UAlbany Africana Studies Faculty Awarded $100,000 Grant to Grow Field, Increase Community Engagement

A woman with short black hair and glasses smiles for a portrait
Marcia Sutherland, associate professor, undergraduate program advisor and former chair of the Africana Studies Department, helped secure a $100,000 grant from the Mellon Foundation to increase community engagement with the field of Africana studies.

By Bethany Bump

ALBANY, N.Y. (Nov. 21, 2023) — The University at Albany’s Africana Studies faculty have been awarded a $100,000 grant from the Mellon Foundation to support their work in making an impact and growing the field of Africana studies across local communities and beyond.

The award will support the faculty as they host a series of activities over the next several years designed to expose and engage communities with the discipline, which explores Africa and African American ways of life, languages, Black religion, arts, literature, psychology, history, law, community, popular culture and more.

As part of the initiative, UAlbany will host a national conference in 2024 featuring key experts with diverse views on the field. The faculty also will organize an annual SUNY-wide workshop where chairs, directors and other stakeholders from Africana/Black Studies academic programs across SUNY can share best practices, with the goal of developing relationships and increasing collaborations that lead to progress and growth in the field.

Work to secure the award was led by Marcia Sutherland, associate professor, undergraduate program advisor and former chair of the Africana Studies Department. She will be joined by Africana Studies lecturers Jennifer Burns, Marcel Kitissou and David Agum in carrying out grant activities, and is currently working to develop collaborations with other SUNY campuses on activities that will include seminars and community group interventions.

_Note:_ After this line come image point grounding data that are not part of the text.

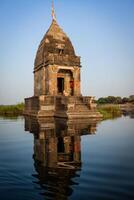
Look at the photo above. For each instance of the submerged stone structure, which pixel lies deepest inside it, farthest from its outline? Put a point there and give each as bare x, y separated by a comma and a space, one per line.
57, 82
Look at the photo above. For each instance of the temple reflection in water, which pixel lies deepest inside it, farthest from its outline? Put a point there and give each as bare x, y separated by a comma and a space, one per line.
57, 153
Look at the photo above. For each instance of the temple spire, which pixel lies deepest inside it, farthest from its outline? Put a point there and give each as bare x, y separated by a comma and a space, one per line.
53, 11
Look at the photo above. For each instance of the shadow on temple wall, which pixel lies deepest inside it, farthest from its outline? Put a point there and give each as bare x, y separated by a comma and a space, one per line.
57, 153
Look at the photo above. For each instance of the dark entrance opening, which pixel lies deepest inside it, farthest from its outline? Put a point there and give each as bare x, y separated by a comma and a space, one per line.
60, 83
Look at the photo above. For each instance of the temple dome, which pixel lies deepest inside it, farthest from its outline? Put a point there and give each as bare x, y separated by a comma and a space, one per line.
56, 43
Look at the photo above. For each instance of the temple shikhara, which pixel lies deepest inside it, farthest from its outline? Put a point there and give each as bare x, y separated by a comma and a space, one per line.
57, 82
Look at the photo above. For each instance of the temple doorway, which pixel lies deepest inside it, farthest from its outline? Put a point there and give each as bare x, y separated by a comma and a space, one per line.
65, 82
60, 84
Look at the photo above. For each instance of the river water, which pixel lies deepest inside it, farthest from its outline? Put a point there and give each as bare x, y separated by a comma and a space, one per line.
59, 159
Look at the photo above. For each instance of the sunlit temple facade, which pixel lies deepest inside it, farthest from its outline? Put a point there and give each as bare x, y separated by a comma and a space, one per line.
57, 82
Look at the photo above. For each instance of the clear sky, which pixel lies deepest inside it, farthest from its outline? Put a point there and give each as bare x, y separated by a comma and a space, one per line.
102, 32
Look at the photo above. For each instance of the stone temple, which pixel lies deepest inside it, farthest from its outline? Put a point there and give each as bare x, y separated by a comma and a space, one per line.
57, 82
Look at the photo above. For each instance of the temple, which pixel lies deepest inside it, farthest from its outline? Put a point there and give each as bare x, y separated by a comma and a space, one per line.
57, 83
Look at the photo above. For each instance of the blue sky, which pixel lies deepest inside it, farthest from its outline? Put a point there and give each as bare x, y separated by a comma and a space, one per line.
102, 32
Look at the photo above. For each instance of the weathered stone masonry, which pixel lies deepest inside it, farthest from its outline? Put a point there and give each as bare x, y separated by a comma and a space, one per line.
57, 91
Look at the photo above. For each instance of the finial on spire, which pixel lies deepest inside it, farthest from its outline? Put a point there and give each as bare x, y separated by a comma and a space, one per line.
53, 11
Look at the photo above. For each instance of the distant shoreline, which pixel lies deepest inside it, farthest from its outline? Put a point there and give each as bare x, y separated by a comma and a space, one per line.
107, 110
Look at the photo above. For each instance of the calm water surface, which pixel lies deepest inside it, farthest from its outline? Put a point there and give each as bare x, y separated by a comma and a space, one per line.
66, 160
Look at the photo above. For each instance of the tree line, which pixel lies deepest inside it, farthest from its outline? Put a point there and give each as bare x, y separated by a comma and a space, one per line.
116, 100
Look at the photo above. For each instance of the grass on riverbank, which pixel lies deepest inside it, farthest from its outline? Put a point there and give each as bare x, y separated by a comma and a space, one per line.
12, 109
109, 111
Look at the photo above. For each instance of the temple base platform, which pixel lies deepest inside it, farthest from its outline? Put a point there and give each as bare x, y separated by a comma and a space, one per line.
71, 107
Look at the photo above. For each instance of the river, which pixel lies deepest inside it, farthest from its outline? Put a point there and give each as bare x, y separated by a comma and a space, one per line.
59, 159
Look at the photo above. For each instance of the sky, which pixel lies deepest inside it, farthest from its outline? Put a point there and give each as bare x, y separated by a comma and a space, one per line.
101, 31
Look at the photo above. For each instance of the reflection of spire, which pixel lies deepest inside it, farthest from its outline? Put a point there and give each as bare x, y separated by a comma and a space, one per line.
53, 11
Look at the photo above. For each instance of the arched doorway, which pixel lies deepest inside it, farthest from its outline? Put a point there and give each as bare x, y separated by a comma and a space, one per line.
65, 82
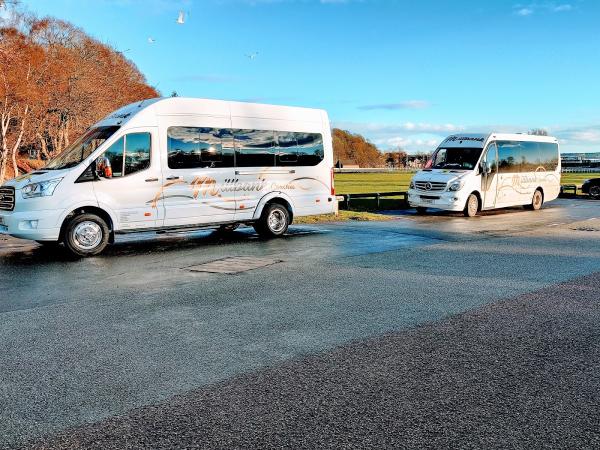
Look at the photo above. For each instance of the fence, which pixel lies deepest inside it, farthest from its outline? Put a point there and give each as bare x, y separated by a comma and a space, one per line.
581, 170
377, 196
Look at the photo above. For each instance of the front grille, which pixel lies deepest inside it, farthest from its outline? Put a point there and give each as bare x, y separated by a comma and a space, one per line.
7, 198
430, 186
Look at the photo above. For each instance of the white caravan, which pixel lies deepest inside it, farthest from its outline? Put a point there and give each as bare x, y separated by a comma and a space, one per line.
474, 172
177, 163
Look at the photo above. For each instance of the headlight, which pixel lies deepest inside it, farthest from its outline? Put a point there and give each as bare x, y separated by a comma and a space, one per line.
456, 186
41, 189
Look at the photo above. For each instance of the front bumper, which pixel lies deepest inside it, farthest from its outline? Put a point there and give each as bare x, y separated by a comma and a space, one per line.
35, 225
449, 201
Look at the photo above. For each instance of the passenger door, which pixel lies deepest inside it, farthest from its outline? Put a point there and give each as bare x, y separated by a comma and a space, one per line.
198, 187
489, 177
129, 176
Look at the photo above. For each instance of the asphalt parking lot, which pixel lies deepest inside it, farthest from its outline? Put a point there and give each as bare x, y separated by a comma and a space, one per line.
419, 331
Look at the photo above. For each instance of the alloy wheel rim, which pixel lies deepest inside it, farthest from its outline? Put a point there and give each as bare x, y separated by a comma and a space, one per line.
87, 235
276, 220
473, 205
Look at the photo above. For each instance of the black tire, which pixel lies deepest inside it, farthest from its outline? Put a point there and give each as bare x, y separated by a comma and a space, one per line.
472, 206
86, 235
274, 221
536, 201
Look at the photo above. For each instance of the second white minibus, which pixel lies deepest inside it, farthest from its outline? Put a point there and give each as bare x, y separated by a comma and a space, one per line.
475, 172
177, 163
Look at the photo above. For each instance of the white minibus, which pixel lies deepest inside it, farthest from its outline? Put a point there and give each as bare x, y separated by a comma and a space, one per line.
177, 163
475, 172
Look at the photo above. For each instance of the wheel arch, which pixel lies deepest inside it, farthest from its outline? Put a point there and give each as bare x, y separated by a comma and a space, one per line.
274, 197
479, 199
89, 209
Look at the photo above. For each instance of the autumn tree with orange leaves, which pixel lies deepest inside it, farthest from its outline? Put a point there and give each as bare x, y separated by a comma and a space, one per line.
56, 81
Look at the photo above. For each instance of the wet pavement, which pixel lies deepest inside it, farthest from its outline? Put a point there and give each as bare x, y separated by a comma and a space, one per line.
86, 340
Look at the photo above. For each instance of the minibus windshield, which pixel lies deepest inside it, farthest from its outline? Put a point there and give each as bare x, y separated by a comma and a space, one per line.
81, 148
458, 158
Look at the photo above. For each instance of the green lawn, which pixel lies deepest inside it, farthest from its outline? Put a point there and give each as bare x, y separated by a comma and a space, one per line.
356, 183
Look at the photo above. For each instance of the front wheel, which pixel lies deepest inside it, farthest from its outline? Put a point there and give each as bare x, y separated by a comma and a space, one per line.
537, 201
472, 206
274, 221
86, 235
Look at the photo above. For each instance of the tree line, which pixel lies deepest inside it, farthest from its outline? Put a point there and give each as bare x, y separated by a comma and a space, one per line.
56, 81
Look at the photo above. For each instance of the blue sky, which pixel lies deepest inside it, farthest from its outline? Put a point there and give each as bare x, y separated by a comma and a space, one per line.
402, 73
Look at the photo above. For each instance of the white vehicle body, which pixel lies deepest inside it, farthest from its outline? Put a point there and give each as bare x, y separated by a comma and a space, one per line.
501, 170
169, 163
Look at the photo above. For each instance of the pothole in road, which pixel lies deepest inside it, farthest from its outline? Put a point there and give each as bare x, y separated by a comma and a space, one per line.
234, 264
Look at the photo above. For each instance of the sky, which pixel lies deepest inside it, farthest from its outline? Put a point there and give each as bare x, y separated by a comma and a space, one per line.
402, 73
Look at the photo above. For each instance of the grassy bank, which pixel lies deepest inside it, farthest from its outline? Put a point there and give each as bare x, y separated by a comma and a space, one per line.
355, 183
342, 216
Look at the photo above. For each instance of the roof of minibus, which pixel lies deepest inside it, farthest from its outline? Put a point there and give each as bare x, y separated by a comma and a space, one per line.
478, 140
145, 113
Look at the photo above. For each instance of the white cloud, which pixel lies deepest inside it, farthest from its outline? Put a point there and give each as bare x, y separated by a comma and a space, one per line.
562, 8
407, 104
532, 8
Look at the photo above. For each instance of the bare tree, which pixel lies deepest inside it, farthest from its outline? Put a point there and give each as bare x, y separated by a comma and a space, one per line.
56, 81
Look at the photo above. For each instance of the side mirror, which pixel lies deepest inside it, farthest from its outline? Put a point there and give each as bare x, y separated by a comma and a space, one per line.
103, 167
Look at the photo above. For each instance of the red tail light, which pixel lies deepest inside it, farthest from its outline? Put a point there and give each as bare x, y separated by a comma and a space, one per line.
332, 185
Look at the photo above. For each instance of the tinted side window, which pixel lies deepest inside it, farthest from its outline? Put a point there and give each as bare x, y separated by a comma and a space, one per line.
113, 159
548, 155
310, 149
197, 147
254, 148
509, 157
286, 148
527, 156
137, 152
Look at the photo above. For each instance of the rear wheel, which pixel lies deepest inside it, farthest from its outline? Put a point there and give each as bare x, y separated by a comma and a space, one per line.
274, 221
537, 201
86, 235
472, 206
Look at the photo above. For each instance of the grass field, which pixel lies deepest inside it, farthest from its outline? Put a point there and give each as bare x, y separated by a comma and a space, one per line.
355, 183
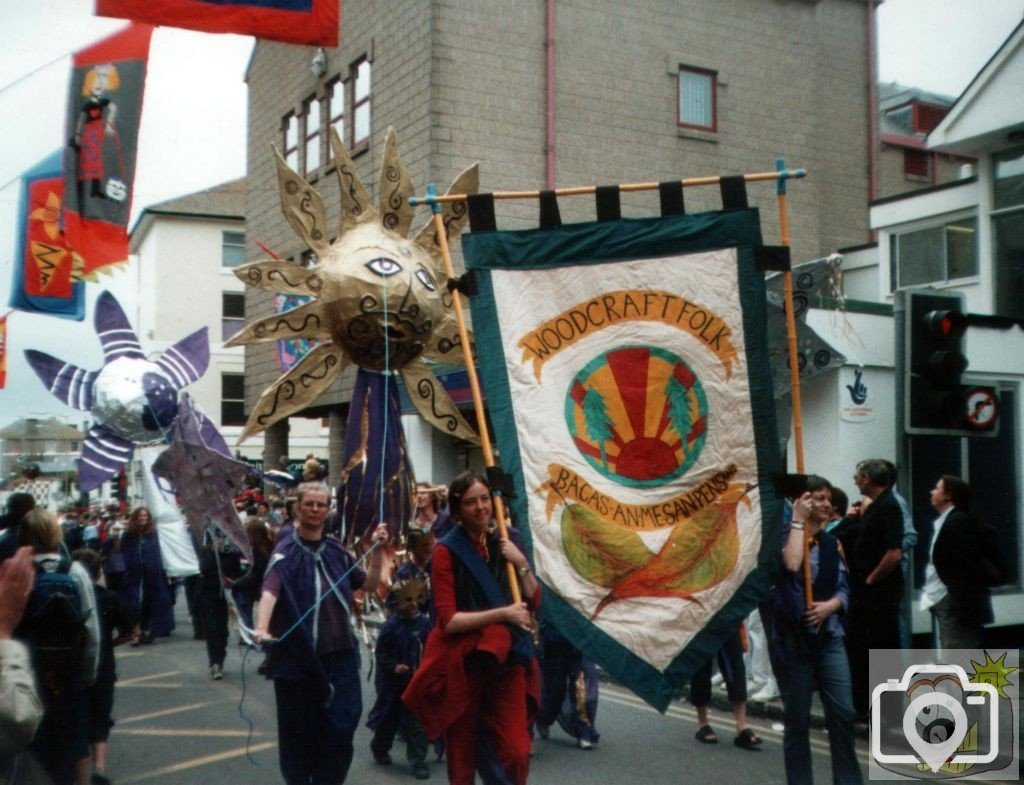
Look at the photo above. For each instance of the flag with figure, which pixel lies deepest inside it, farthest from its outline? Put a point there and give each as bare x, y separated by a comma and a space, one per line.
627, 375
3, 351
104, 105
47, 272
297, 22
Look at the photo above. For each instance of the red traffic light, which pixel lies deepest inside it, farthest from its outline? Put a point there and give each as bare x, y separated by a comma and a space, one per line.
946, 323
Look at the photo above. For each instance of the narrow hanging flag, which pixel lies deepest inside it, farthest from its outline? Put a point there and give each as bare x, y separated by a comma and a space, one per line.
296, 22
46, 271
631, 396
104, 104
3, 351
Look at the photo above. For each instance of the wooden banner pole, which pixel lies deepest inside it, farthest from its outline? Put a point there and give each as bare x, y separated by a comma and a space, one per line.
791, 329
582, 190
474, 386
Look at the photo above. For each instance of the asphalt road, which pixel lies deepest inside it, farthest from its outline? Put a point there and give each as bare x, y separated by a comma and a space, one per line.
177, 727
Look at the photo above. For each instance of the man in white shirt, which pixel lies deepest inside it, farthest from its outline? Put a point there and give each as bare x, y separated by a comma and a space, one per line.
954, 590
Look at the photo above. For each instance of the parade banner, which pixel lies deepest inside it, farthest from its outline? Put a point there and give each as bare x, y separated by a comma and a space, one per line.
627, 375
104, 106
3, 351
296, 22
44, 279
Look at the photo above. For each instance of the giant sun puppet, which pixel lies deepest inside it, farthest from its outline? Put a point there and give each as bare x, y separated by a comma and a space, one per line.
378, 300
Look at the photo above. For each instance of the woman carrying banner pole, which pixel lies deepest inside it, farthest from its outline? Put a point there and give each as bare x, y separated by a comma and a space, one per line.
478, 685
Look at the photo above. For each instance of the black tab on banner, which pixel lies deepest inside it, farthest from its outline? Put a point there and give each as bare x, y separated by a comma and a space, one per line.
466, 284
672, 198
501, 482
733, 192
608, 207
772, 258
550, 215
481, 212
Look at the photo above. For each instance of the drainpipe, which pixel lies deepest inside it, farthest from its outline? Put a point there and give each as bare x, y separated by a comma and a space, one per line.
549, 141
872, 111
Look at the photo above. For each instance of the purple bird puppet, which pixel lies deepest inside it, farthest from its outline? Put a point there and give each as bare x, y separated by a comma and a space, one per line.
132, 399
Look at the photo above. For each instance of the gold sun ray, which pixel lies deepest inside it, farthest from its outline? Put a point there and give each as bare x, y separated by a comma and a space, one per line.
355, 206
394, 188
305, 321
303, 208
305, 382
281, 276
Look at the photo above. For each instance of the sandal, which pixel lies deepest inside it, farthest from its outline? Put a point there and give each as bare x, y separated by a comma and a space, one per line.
748, 739
707, 735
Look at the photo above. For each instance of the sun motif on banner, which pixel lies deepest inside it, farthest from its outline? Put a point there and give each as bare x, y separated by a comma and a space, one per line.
638, 415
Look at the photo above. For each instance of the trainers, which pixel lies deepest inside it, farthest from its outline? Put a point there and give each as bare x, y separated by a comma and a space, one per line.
766, 693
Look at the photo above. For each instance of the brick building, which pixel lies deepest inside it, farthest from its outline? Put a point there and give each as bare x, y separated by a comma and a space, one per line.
567, 92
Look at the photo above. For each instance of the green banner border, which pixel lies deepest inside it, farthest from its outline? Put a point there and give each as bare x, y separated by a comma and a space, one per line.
597, 243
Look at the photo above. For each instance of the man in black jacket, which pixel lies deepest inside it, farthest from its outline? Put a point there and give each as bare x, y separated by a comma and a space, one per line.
876, 578
954, 584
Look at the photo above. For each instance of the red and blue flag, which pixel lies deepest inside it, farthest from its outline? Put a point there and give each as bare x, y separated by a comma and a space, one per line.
104, 105
295, 22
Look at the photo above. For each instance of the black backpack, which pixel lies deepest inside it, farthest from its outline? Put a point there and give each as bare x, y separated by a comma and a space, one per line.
53, 626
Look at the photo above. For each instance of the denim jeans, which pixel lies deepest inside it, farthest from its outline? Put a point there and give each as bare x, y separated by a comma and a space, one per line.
816, 660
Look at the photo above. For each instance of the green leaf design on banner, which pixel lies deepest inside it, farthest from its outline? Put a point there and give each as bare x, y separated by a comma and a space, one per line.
696, 556
600, 552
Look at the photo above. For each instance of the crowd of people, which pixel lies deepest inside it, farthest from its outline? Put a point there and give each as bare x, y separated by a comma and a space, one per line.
466, 661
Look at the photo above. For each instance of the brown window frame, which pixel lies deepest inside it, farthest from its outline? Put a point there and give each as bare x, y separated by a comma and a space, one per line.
712, 77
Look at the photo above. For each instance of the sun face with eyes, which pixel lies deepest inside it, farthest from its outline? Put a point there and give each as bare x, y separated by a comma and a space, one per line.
378, 294
387, 298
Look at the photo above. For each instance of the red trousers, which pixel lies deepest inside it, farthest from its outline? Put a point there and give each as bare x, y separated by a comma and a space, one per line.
497, 706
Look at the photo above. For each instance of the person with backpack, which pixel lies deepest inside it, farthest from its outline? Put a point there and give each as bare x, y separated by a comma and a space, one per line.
143, 586
20, 708
61, 629
955, 587
114, 617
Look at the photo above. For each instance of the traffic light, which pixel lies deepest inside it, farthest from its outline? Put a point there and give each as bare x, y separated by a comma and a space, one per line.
937, 400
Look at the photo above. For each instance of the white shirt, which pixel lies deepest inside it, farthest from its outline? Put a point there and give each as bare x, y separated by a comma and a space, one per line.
934, 590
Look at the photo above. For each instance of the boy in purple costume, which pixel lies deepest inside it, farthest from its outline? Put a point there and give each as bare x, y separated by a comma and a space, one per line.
399, 649
314, 660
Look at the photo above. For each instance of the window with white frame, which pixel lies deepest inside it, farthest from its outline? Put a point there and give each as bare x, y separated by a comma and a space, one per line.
1008, 231
232, 313
360, 101
336, 111
935, 254
232, 249
697, 99
232, 399
311, 133
290, 146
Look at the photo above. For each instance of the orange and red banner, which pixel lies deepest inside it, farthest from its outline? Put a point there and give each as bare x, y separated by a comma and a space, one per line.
296, 22
3, 351
45, 279
104, 105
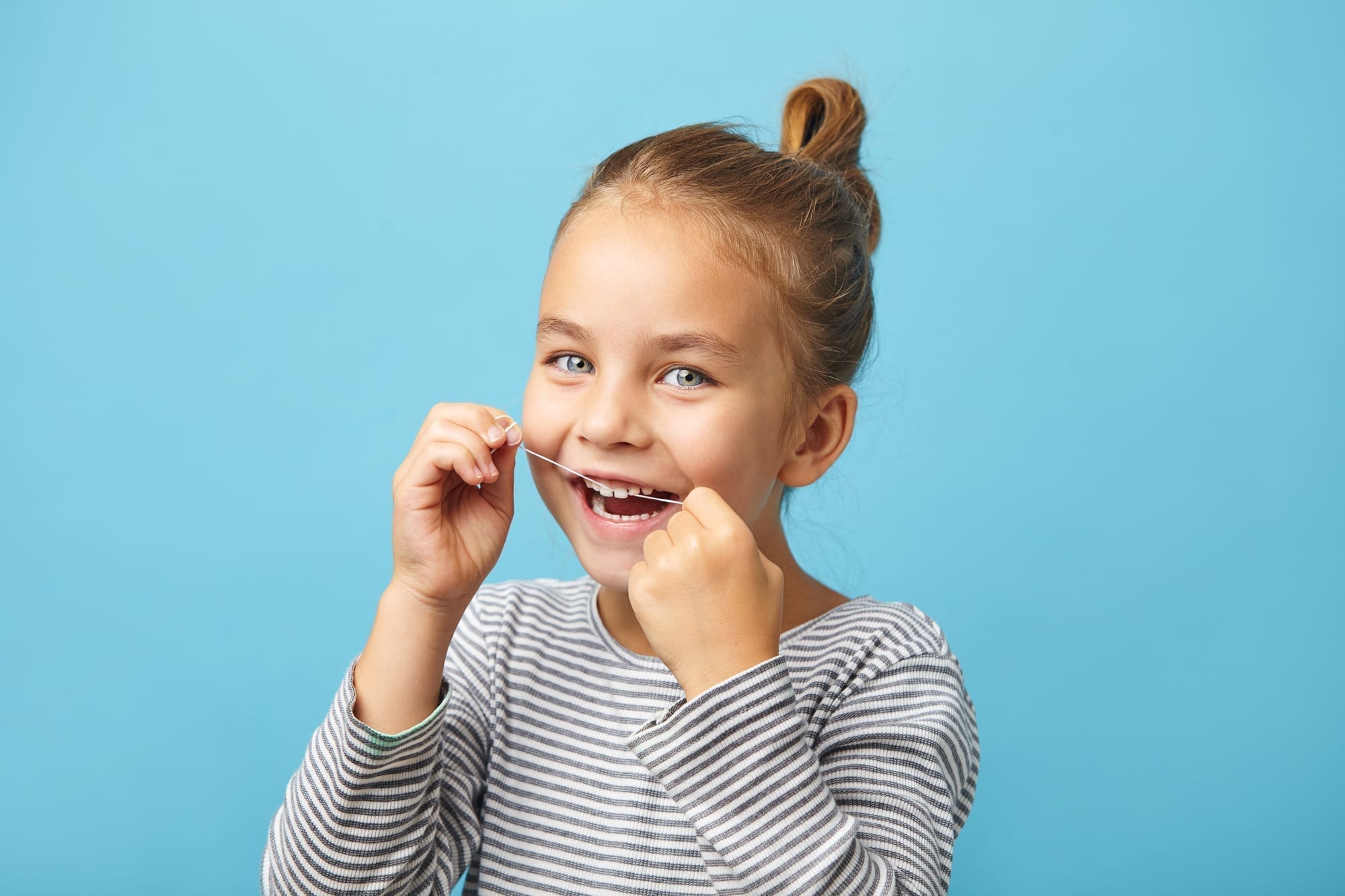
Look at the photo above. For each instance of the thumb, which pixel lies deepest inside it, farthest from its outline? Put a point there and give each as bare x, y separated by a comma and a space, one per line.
501, 493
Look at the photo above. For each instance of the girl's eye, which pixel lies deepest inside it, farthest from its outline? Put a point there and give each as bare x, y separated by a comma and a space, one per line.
572, 364
687, 378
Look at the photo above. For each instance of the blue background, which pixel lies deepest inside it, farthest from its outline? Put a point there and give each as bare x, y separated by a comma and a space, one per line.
244, 249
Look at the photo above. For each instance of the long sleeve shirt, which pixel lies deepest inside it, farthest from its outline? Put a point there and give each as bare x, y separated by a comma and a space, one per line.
559, 760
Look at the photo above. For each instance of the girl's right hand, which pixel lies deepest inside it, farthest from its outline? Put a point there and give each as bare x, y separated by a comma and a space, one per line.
447, 533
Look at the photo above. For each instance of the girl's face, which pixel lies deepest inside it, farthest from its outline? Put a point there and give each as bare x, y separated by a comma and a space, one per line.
656, 366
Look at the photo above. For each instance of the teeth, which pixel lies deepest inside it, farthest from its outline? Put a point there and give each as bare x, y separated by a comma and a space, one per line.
597, 503
619, 493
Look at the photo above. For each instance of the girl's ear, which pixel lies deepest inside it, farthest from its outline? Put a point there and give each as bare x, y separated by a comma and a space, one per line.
824, 438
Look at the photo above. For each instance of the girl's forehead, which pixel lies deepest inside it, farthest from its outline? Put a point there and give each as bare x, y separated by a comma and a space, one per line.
617, 275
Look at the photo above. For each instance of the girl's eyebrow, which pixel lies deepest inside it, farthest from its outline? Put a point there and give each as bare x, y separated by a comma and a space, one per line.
703, 341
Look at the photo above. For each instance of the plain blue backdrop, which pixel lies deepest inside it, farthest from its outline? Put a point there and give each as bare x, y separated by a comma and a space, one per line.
244, 249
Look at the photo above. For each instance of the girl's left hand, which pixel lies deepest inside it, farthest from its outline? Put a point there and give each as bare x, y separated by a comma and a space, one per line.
709, 602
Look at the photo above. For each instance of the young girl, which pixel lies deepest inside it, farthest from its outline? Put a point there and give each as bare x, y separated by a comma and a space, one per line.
696, 715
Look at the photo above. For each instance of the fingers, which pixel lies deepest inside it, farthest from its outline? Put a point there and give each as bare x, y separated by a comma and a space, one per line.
436, 458
711, 509
459, 436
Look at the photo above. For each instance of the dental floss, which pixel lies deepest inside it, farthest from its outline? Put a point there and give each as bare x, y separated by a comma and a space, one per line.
514, 423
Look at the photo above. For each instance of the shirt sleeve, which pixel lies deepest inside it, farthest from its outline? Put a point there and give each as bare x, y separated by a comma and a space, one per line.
389, 813
874, 806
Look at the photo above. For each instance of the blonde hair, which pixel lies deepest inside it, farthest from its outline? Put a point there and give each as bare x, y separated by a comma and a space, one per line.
805, 218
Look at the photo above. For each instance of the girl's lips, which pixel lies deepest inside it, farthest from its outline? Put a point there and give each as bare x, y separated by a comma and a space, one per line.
614, 529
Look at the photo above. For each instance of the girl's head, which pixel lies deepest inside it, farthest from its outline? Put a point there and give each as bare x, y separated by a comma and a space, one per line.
707, 304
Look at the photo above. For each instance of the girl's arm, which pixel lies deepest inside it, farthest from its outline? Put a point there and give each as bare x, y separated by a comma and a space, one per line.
871, 803
392, 813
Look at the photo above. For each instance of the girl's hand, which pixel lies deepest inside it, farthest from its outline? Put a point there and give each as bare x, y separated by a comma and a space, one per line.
709, 602
447, 533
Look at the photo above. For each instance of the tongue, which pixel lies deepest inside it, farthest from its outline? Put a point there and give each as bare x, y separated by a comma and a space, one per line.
631, 506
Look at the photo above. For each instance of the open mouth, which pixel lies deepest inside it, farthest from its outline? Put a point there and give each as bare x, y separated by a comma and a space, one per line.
626, 502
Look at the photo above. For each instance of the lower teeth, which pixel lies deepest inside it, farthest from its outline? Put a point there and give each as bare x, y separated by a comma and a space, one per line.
598, 505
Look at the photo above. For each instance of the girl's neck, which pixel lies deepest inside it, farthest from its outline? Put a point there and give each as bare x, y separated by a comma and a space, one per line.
805, 596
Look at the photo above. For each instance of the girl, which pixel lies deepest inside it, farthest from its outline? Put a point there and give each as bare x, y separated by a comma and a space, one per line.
696, 715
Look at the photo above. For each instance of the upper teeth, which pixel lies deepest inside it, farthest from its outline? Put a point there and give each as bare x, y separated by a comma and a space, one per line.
618, 493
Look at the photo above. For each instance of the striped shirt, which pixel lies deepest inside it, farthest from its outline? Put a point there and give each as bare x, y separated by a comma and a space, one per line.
562, 762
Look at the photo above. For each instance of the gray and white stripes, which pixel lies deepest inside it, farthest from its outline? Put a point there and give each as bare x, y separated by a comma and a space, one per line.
562, 762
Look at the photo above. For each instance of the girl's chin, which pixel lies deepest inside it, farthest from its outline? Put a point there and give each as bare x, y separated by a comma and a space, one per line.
610, 568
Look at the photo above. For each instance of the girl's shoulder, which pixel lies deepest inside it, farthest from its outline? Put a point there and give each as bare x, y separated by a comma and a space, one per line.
541, 604
866, 624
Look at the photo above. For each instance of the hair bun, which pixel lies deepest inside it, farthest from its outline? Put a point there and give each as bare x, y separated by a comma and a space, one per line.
824, 122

Composite of four faculty portraits show woman with short black hair and glasses, man in blue shirt, woman with short brown hair and a black blazer, and a man with glasses.
From top left, clockwise: Marcia Sutherland, David Agum, Jennifer Burns and Marcel Kitissou

Other activities supported by the Mellon grant will include:

  • Two inner-city, community-focused seminars in the Capital Region exploring possible relationships between knowledge systems and research findings in the field of Africana Studies and community development.
  • Development of an annual undergraduate capstone course focused on research methods and experiential learning. Working with designated local sites, students will engage in archival work and examine digital databases on the creation and development of SUNY-wide Africana/Black Studies academic units. This work will be housed on a newly produced and publicly accessible UAlbany Africana Studies Lab website, and will serve as a model for academic programs at other institutions.  
  • Creation of new partnerships with local community colleges designed to expose the schools to multidisciplinary approaches in the field and engage students from upstate and downstate high schools in public discussion opportunities.
  • An annual research day on “Gender, Sexuality, Heritage, Identity/Ethnicity: The Quest for Understanding,” which would be open to all SUNY students studying Africana/Black Studies, as well as students from non-SUNY schools in the Capital Region.
  • Organization of a statewide event in 2026 featuring national experts in the arts and humanities who will discuss the importance of these disciplines to the growth and progress of the field of Africana Studies.

UAlbany’s Africana Studies programs date to 1969 and have been recognized nationally for their faculty and degree offerings.

Of the 64 SUNY campuses, only 13 have Africana Studies programs. Of those, only six offer majors and only two — UAlbany and Stony Brook University — offer graduate programs. There are no doctoral programs, but the hope is that activities and interventions supported by the Mellon grant can help grow the number of students in these programs and advance them to the next level, according to the grant proposal.

“Our community engagement through seminars will increase community members’ understanding of their history, and traditions, and of their capacity to be agents of transformational change,” the proposal reads. “Strategic outreach to downstate and upstate community colleges and the inclusion of high school-aged students in public discussions will provide similar growth in the understanding of issues and provide tools for action.”